To doświadczenie odbiło się nie tylko na zdrowiu jej płuc, lecz także na psychice. Amanda nie mogła pracować, przez co miała problemy finansowe. Ponadto unikanie palenia, nawet biernego, przyczyniło się do pogorszenia jej relacji z przyjaciółmi.
- To było przygnębiające. Cieszyłam się, że żyję, ale było mi smutno, że nie mogę pracować i przebywać z rodziną i przyjaciółmi bez maski. Niezręcznie było dezynfekować wszystko i prosić ludzi, aby już więcej nie vapowali ani nie palili wokół mnie. Straciłam nawet dwóch przyjaciół, ponieważ nie chcieli rzucić palenia - żali się.
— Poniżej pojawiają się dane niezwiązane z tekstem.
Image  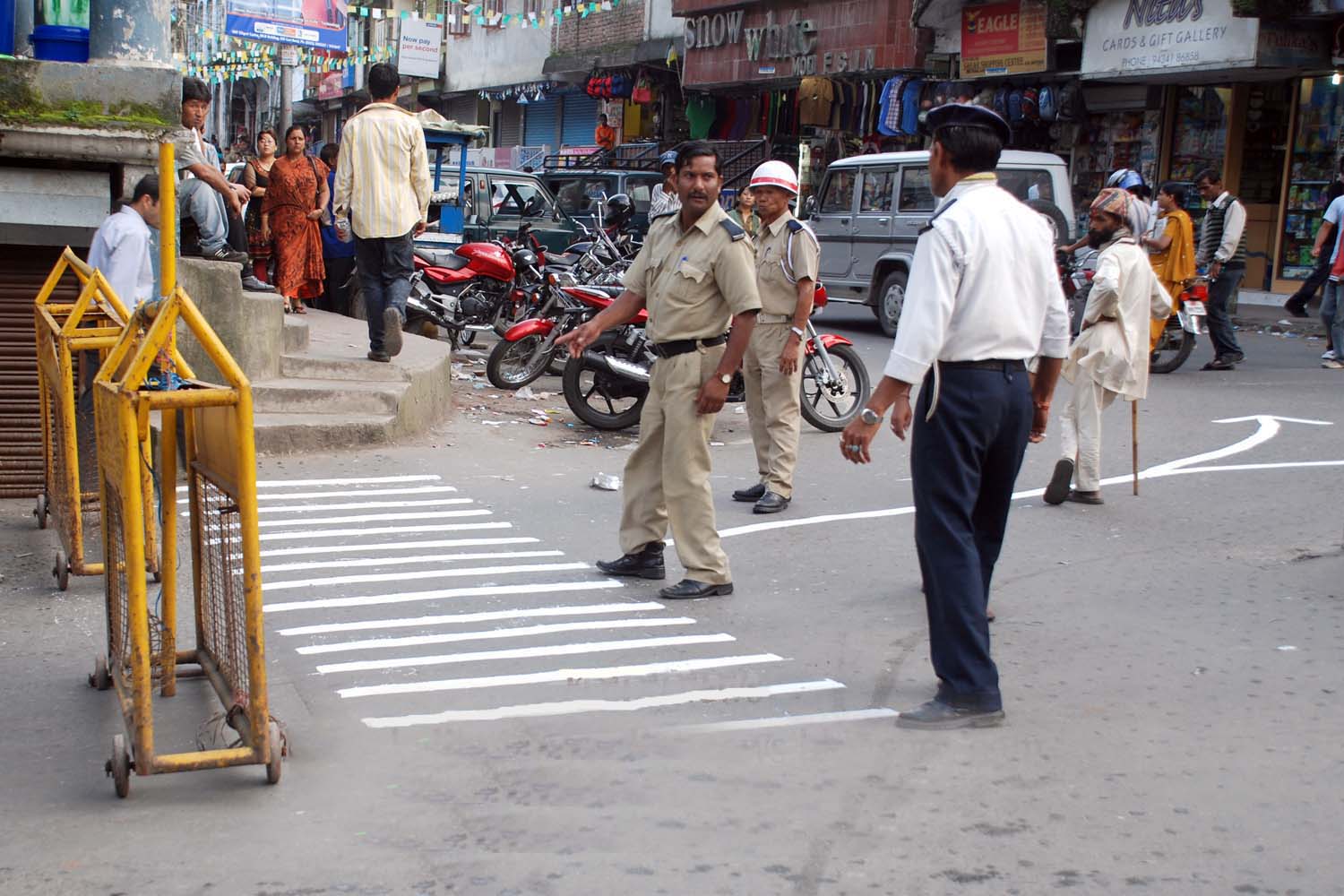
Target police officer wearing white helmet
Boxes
[733,161,822,513]
[840,103,1069,728]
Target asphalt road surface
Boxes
[0,306,1344,896]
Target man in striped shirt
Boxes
[333,63,433,363]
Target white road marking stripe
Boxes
[317,632,737,676]
[362,678,844,728]
[298,616,695,656]
[336,653,784,699]
[265,563,593,591]
[261,551,564,573]
[263,579,623,613]
[258,537,540,557]
[675,707,900,734]
[276,600,663,635]
[257,511,491,530]
[258,522,513,542]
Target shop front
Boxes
[672,0,933,192]
[1082,0,1339,291]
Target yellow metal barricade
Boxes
[34,247,159,591]
[94,289,282,797]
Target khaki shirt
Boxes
[755,212,822,317]
[625,205,761,342]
To doświadczenie pozwoliło docenić jej wartość życia, jednak doprowadziło do rozwoju zespołu stresu pourazowego. Amanda przyrzekła sobie, że już nigdy nie sięgnie po waporyzator. Opowiedziała swoją historię, by przestrzec innych przed szkodliwością e-papierosów.
- Wydaje się to nieszkodliwe, dopóki nie dojdzie do nieszczęścia. Nigdy nie wiesz, co może się stać. Myślałam, że to nic wielkiego, kiedy zaczynałam. To niebezpieczne i nie chcę, żeby ktoś inny przechodził przez to, przez co ja przeszłam. Ludzie mogą nie chcieć tego widzieć ani słyszeć, ale jeśli moja historia pomoże rzucić e-papierosy choć jednej osobie, będę szczęśliwa - wyznała.